Schließlich lässt sich entgegen der Auffassung der Kläger ein Abzug von Schuldzinsen als nachträgliche Werbungskosten auch nicht auf § 24 Nr. 2 EStG stützen. Zu den Einkünften aus einer früheren Einkunftsquelle im Sinne dieser Norm gehören zwar auch nachträglich anfallende Werbungskosten (Drenseck in: Schmidt, EStG, 29. Auflage 2010, § 24 Rn. 72). Voraussetzung ist jedoch, dass solche Aufwendungen ihrem Wesen nach weiterhin Werbungskosten sind, der Zusammenhang mit der früheren Einkunftsquelle also (noch) nicht gelöst worden ist (von Bornhaupt in: Kirchhof/Söhn/Mellinghoff, EStG, § 9 Rn.
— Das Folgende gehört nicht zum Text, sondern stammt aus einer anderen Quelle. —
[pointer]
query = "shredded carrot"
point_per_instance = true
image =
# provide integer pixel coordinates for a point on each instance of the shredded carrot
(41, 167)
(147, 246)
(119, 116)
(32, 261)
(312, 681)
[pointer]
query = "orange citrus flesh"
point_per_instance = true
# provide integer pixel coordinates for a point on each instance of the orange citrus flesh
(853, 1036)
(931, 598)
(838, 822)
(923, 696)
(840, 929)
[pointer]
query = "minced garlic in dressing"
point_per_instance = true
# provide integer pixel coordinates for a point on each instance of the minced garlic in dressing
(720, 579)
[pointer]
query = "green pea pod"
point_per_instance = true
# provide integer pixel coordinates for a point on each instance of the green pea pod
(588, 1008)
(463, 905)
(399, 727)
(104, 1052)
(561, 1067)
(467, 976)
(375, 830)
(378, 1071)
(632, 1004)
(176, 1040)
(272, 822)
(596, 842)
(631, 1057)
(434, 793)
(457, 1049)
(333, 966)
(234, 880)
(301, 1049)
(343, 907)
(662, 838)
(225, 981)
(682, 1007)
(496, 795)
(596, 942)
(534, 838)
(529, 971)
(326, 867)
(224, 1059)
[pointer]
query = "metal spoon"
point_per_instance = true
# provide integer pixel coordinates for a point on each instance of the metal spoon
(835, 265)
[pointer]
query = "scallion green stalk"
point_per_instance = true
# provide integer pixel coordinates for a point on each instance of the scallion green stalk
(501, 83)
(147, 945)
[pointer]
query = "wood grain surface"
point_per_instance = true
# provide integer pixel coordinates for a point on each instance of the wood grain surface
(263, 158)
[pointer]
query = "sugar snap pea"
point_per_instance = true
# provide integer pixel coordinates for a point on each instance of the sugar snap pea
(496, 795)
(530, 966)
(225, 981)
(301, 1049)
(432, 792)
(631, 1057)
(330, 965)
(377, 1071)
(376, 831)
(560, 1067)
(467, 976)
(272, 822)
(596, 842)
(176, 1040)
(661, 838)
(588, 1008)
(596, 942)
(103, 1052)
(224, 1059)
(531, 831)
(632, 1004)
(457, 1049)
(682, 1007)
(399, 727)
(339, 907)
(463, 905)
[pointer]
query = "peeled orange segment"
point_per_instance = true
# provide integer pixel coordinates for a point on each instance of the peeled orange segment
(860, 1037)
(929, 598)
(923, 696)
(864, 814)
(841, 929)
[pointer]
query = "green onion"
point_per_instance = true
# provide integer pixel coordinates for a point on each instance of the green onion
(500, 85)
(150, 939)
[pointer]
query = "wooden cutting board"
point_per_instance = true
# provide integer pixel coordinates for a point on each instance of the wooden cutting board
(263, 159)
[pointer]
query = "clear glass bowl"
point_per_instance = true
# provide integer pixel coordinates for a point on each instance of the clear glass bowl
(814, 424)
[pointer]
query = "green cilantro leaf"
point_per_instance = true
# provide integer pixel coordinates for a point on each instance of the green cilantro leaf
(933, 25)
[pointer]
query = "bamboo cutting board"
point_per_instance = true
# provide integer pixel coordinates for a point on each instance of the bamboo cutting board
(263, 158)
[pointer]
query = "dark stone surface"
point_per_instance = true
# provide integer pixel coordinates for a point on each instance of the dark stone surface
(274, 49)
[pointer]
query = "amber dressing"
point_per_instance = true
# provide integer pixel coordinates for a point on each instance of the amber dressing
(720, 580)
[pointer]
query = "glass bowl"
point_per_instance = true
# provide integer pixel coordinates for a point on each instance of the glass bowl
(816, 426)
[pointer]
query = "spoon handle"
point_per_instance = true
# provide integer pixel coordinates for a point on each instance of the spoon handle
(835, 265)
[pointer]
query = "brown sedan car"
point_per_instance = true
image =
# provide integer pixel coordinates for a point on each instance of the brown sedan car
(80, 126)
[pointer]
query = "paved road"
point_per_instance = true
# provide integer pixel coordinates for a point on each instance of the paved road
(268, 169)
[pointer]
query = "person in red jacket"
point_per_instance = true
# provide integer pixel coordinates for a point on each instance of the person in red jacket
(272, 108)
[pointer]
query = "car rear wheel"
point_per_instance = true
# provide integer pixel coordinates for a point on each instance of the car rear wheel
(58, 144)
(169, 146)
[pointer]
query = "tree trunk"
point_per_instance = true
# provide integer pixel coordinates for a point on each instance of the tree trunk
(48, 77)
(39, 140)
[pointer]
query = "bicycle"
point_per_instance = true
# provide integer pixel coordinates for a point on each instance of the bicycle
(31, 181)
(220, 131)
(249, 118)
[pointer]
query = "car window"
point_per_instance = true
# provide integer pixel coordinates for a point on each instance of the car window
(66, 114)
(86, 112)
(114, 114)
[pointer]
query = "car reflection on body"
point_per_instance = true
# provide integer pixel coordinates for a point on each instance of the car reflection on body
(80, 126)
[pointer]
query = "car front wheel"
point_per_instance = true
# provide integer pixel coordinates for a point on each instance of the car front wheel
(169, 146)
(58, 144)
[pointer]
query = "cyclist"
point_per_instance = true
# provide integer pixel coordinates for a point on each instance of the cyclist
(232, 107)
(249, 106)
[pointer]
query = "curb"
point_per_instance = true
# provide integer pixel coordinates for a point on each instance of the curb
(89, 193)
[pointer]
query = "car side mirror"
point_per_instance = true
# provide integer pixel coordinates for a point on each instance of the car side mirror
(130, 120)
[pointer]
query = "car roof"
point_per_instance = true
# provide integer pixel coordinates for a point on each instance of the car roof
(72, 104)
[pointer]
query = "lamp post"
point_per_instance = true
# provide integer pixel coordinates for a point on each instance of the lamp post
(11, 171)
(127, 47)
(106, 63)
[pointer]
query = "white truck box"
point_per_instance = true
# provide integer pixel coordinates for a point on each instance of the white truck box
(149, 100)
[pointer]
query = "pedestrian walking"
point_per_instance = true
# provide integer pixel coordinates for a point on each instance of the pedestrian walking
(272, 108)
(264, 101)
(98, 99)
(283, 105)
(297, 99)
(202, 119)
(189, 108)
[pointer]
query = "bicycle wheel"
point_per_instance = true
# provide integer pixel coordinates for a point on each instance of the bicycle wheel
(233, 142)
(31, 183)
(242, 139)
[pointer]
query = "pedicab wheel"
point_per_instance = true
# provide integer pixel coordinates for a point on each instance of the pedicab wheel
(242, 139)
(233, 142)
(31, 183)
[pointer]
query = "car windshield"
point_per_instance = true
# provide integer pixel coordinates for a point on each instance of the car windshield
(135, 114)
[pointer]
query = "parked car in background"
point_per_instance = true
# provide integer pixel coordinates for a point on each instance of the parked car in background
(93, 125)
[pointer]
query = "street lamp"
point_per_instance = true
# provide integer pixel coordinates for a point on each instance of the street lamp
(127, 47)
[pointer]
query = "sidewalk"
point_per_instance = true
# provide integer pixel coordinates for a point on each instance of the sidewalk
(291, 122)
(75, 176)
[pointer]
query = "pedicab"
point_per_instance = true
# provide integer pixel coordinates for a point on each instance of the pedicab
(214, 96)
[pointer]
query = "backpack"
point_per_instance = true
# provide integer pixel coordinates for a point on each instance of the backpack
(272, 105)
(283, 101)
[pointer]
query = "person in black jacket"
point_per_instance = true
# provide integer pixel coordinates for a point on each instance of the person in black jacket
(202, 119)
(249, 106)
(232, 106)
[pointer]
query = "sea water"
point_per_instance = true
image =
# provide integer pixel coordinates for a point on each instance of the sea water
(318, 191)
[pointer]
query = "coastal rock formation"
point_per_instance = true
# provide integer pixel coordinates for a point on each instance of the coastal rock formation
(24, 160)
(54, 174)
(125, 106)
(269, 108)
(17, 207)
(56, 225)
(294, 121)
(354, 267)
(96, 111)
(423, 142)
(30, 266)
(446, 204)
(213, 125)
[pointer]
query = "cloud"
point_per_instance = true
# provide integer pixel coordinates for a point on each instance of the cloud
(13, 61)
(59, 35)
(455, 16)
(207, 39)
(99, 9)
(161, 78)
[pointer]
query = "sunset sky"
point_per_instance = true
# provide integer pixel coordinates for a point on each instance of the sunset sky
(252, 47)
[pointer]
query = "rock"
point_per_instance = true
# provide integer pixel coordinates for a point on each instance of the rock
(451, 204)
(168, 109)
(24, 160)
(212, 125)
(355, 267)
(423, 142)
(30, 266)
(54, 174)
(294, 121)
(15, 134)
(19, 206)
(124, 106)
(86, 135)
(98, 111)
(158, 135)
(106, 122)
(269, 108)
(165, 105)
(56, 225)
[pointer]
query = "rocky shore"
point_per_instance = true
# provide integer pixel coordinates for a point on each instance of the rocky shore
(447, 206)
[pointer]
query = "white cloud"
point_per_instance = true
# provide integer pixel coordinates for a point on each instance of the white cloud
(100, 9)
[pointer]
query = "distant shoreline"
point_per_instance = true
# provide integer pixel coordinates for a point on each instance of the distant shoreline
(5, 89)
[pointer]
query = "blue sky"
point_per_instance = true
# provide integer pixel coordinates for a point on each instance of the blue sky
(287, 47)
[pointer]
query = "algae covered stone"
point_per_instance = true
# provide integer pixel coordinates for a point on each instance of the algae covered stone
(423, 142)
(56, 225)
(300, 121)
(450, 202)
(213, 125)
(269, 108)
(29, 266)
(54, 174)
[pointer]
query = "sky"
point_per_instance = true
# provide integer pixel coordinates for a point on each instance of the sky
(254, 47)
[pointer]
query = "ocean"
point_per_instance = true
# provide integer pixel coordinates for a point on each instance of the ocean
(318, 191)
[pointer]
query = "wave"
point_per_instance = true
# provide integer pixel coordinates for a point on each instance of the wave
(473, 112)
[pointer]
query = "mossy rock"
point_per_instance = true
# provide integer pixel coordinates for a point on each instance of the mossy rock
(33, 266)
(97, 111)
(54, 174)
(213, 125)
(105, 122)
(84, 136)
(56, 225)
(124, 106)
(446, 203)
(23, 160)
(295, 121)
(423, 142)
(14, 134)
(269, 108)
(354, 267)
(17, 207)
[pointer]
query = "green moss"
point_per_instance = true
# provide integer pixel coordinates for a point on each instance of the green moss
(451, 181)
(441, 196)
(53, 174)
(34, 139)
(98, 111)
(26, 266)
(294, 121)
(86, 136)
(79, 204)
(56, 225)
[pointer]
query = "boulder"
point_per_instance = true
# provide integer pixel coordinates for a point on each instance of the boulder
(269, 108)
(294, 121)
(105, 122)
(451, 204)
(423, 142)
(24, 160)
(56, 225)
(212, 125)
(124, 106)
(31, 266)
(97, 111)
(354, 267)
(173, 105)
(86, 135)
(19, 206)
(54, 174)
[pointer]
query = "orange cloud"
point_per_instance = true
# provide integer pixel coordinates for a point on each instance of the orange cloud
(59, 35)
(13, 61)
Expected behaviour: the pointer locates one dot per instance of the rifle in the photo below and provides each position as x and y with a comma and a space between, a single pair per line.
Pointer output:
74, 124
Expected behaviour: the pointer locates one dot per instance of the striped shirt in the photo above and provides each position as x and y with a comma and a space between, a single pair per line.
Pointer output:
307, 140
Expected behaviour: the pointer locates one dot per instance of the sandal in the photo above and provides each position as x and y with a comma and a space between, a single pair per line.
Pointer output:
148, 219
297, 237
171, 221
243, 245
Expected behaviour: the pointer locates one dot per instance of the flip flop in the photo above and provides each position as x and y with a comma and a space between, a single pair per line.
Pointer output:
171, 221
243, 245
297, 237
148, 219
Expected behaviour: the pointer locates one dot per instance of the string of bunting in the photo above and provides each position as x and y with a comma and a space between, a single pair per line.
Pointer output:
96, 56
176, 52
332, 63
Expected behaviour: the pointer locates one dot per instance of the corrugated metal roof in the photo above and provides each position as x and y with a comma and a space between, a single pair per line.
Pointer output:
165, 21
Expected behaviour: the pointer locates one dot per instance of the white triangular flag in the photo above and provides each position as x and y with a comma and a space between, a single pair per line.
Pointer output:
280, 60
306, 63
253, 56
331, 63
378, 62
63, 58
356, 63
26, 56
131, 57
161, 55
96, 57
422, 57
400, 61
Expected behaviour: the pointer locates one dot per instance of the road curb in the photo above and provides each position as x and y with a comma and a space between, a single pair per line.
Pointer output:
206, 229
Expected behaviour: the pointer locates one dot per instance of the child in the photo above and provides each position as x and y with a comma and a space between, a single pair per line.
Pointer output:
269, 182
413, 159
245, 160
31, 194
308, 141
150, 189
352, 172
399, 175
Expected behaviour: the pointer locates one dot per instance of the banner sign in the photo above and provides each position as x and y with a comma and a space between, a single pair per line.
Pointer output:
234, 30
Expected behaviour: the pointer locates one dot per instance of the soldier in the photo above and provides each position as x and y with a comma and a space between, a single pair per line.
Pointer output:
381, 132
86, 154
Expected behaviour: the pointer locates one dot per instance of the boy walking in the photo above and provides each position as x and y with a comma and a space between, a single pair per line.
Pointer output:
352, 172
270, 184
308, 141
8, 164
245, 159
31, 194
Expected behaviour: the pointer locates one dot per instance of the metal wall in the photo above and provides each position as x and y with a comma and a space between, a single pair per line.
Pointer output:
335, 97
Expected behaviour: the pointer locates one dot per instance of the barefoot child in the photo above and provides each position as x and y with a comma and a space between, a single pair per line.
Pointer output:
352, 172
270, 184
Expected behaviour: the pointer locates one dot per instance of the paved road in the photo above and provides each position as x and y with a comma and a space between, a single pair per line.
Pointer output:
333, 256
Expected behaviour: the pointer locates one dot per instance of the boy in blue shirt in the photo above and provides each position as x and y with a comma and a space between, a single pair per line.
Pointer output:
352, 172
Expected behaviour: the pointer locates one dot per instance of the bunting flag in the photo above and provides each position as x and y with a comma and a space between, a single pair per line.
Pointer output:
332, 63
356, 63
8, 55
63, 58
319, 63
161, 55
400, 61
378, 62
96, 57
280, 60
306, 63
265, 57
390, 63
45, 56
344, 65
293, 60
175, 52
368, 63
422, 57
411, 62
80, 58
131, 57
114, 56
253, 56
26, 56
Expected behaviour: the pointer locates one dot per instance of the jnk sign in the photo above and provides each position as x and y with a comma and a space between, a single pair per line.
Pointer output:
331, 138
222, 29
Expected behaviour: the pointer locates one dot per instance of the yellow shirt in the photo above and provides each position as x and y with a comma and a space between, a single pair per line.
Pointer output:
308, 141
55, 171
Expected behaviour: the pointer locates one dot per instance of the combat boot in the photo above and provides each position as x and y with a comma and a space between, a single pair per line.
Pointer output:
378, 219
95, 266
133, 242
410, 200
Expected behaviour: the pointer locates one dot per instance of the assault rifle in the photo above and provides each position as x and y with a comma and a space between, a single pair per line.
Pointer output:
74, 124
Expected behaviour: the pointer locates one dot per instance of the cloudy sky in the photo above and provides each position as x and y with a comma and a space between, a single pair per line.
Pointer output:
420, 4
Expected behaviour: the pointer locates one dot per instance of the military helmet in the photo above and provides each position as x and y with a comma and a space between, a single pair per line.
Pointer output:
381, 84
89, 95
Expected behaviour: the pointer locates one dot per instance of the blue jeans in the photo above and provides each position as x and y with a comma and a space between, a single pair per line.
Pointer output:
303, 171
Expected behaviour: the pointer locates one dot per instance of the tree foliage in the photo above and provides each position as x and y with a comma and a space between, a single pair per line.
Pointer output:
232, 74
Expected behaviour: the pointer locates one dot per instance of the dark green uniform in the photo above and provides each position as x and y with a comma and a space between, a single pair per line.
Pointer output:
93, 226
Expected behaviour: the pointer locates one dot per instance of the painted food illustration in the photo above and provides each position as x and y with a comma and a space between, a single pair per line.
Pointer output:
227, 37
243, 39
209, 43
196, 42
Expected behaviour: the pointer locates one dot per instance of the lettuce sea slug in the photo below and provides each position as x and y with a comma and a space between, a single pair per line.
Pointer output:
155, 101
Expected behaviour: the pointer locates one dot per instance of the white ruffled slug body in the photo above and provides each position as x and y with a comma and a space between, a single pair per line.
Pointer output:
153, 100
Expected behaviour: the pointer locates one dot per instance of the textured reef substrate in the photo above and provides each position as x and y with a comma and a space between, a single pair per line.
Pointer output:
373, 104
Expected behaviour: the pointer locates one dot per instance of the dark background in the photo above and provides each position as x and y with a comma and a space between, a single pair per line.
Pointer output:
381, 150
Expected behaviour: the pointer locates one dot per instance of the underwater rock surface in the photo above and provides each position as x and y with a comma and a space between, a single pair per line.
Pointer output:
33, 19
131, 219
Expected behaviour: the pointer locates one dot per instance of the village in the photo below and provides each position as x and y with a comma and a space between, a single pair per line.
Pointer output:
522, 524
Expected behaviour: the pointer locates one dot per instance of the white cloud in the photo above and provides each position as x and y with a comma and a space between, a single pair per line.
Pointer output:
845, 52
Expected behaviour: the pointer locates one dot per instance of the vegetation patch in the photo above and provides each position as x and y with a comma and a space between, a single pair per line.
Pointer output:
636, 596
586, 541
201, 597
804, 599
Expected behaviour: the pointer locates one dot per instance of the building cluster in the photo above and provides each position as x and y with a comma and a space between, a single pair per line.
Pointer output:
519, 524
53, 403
C 66). Das ist aber nicht der Fall, wenn die Einkunftsquelle bereits veräußert wurde. § 24 Nr. 2 EStG gilt nach der Rechtsprechung des BFH daher nur für Schuldzinsen, soweit sie auf die Zeit der Vermietung und Verpachtung entfallen, aber erst nach Ablauf dieser Zeit bezahlt werden (BFH, Urteil vom 21. Dezember 1982 VIII R 48/82, BStBl II 1983, 373; Urteil vom 23. Januar 1990 IX R 8/85, BStBl II 1990, 464; Urteil vom 12. November 1991 IX R 15/90, BStBl II 1992, 289; Urteil vom 15. November 1994 IX R 49/92, BFH/NV 1995, 880).
Die Kostenentscheidung beruht auf § 135 Abs. 1 FGO. Die Revision ist nicht zuzulassen, weil Zulassungsgründe im Sinne von § 115 Abs. 2 FGO nicht vorliegen.